Person of interest: Barry McCarthy

A Netflix and Spotify veteran, Barry McCarthy took over as CEO from Peloton co-founder John Foley in February this year—smack in the middle of massive layoffs and other cost-cutting efforts.

Initially taken aback by how deep supply chain issues ran at the firm, he’s been trying to revive the ailing business and increase cash flow by growing subscription revenue.

In the shareholder’s letter accompanying the company’s fourth quarter results in August, McCarthy compared the company to a cargo ship that found itself in rough waters.

He wrote: “We’ve sounded the alarm for general quarters. Everyone’s at their station. We continue to add new inputs to evolve our go to market strategy to restore growth. When will the ship respond is the question. Our goal is FY23.”

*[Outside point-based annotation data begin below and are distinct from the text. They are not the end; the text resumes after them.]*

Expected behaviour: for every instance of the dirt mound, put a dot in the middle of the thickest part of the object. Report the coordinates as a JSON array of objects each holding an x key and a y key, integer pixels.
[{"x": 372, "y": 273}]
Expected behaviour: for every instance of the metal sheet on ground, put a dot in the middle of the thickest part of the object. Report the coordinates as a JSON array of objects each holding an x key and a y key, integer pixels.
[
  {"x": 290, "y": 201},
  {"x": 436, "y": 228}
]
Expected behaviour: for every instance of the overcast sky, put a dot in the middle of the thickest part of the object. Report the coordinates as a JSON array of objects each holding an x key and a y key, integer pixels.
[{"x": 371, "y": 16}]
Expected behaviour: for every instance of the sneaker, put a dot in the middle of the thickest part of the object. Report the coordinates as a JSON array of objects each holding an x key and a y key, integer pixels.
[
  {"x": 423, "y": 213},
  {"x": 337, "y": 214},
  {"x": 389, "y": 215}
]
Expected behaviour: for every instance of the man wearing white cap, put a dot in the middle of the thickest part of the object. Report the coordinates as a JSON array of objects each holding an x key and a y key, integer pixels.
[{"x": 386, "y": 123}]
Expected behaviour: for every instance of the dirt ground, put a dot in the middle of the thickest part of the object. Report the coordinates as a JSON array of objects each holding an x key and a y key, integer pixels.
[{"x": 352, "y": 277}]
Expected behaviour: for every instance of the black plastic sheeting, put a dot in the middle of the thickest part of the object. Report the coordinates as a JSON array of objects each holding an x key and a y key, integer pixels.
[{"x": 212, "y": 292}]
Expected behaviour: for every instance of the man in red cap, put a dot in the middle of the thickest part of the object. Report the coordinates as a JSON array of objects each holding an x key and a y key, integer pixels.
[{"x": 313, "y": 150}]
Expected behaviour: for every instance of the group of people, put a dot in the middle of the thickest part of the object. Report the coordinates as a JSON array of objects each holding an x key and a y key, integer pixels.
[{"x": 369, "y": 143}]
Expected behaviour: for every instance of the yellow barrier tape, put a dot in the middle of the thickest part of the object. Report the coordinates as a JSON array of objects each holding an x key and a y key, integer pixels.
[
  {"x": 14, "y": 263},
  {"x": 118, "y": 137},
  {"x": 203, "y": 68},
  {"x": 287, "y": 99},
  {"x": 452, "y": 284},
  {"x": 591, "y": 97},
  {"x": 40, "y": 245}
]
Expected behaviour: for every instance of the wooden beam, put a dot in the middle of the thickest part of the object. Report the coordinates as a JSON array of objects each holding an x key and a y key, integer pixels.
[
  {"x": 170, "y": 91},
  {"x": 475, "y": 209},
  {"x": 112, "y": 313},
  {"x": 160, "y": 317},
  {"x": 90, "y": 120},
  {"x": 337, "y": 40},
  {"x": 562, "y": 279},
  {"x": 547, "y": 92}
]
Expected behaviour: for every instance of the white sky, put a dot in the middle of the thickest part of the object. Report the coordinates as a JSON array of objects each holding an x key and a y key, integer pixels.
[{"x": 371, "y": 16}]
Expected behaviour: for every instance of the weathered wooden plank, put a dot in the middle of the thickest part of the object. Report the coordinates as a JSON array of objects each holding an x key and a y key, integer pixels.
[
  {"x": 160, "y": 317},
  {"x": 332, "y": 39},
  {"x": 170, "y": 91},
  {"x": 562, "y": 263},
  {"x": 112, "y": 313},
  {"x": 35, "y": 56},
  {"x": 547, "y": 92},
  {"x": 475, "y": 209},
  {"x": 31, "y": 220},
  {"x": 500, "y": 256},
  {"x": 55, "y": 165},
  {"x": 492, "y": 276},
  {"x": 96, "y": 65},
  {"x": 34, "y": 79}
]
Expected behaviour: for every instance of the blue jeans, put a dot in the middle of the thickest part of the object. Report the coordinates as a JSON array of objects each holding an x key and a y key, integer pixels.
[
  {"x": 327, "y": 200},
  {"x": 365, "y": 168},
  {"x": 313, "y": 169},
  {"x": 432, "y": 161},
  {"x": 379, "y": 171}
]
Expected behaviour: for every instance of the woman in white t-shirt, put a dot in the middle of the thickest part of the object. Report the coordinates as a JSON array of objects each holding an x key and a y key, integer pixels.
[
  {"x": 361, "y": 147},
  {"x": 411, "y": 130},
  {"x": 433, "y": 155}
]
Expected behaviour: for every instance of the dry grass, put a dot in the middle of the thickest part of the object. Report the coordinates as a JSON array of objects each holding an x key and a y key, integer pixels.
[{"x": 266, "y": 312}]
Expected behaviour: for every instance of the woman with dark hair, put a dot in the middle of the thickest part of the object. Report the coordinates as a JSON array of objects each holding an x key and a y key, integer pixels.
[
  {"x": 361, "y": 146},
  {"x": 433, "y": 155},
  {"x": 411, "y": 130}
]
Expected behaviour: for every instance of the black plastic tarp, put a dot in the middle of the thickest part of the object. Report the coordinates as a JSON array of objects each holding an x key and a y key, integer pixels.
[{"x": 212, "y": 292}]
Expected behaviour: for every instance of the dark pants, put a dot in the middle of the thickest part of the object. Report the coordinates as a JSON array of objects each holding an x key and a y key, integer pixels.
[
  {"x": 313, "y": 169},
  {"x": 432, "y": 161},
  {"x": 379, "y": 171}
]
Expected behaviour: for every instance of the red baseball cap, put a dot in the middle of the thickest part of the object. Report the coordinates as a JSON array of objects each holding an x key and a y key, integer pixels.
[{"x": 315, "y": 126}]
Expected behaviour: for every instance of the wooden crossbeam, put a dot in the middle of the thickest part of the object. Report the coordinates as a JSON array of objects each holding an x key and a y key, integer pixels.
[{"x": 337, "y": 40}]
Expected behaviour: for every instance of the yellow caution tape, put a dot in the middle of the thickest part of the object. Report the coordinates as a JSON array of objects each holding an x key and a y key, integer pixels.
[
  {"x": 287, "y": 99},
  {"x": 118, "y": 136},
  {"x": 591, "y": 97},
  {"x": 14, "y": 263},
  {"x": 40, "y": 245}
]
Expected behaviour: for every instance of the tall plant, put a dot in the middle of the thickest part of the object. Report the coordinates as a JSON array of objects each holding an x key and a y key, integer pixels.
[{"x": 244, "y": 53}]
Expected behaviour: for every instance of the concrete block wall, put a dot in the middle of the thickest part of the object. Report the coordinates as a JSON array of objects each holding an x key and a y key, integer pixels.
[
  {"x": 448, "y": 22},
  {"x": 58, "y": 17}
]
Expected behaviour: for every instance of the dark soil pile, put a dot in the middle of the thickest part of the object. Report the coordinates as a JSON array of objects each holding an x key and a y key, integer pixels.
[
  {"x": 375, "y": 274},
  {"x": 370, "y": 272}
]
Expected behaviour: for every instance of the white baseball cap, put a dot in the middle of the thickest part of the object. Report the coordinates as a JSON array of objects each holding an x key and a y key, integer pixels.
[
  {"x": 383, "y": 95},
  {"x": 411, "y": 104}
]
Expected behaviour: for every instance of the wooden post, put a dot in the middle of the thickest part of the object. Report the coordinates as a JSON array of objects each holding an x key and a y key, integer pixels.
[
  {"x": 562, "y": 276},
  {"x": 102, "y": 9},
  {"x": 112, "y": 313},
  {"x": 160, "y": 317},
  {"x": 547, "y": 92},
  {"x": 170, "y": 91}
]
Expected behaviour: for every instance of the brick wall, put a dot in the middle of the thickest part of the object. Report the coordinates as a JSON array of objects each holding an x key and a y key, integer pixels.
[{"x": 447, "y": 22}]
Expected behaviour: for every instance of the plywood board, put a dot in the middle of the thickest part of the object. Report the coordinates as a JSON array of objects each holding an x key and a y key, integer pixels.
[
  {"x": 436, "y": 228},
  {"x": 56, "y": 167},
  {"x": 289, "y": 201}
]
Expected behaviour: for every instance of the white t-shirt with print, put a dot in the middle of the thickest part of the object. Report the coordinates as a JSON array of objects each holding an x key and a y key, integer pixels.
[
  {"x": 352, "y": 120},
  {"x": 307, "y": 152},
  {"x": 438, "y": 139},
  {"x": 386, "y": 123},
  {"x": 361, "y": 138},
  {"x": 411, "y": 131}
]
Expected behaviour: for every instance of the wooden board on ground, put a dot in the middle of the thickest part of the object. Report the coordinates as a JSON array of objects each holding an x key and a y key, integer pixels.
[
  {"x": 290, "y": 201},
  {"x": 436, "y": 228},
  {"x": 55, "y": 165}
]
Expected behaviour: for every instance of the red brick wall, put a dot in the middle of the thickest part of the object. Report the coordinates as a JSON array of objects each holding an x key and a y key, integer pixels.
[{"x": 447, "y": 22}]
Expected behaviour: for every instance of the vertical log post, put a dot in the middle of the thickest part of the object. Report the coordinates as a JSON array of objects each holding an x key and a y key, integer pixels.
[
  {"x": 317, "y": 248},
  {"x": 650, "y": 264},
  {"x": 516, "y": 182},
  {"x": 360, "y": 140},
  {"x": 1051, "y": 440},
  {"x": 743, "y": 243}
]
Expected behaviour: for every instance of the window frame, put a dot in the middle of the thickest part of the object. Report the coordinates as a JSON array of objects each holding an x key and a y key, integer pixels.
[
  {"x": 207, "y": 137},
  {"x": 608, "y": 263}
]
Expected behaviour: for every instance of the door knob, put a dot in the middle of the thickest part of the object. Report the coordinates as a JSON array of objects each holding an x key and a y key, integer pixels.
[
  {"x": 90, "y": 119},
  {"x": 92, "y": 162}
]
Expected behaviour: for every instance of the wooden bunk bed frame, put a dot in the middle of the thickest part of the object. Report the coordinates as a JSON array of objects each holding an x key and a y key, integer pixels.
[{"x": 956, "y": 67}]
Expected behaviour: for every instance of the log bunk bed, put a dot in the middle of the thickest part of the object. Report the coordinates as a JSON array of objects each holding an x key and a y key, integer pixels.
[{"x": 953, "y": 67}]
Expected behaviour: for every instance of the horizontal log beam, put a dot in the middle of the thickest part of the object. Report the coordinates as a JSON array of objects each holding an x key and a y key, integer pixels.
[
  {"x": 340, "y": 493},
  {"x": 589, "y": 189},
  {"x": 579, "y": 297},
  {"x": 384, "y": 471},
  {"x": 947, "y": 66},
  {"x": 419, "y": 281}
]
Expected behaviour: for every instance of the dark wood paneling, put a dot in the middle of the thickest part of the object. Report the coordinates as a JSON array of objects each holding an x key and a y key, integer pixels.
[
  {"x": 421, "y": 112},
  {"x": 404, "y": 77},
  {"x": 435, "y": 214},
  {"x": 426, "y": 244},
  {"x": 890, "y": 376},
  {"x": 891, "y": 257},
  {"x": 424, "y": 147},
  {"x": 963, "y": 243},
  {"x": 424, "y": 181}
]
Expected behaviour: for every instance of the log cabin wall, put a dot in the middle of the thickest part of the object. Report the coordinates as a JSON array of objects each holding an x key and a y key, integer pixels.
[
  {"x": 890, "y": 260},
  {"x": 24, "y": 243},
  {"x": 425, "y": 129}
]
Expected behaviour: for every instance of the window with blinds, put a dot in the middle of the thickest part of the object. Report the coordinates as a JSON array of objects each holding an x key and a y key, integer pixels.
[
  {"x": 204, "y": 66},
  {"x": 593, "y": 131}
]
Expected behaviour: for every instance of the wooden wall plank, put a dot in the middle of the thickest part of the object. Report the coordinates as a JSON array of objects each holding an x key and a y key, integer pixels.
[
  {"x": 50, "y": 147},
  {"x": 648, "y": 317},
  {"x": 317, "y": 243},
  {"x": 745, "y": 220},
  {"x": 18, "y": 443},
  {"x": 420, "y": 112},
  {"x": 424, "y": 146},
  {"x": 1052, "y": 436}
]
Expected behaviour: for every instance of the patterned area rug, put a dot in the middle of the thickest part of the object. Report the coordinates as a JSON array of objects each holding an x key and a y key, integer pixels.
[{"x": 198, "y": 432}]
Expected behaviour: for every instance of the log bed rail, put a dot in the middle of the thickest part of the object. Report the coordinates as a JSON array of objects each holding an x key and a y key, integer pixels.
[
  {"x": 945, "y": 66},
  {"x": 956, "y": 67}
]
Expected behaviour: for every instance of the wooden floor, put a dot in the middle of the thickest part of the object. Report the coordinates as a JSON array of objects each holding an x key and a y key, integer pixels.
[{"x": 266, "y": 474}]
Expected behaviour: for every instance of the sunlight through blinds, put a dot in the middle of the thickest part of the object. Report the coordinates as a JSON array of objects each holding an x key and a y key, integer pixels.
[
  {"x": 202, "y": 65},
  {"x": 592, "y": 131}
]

A brief history of Peloton’s revamping efforts under McCarthy

March 10: Peloton pilots One Peloton Club—a subscription service for its workout equipment and on-demand classes

July 12: Peloton brings its own manufacturing to a halt and outsources to Taiwan-based Rexon Industrial Corp to cut costs

Aug. 12: Peloton cuts 800 jobs, raises prices for Bike+ and Tread machines, and outsources functions like delivery and customer services

Aug. 15: McCarthy says Peloton is redesigning bikes to allow self assembly

Aug. 24: In a shift away from its direct-to-consumer-only strategy, Peloton starts selling select equipment and apparel on Amazon

Sept. 12: Peloton announces sweeping leadership changes, including the departure of co-founder, executive chairman and former CEO Foley as well as co-founder and chief legal officer Hisao Kushi

Sept. 13: Peloton expands its rental program (formerly One Peloton Club) across the US. Customers can rent the original Bike and membership for $89 a month and an addition $150 setup cost. To buy, the original model costs $1,445

Sept. 26: Peloton’s chief marketing officer Dara Treseder prepares to leave the company, effective Oct. 4.

Keep (g)rowing

The company recently announced the release of a smart rower, which is available for pre-order at $3,195. (It won’t be in Dick’s stores.) The fitness classes cost an additional $528 a year. That’s roughly the price of a 7-day cruise.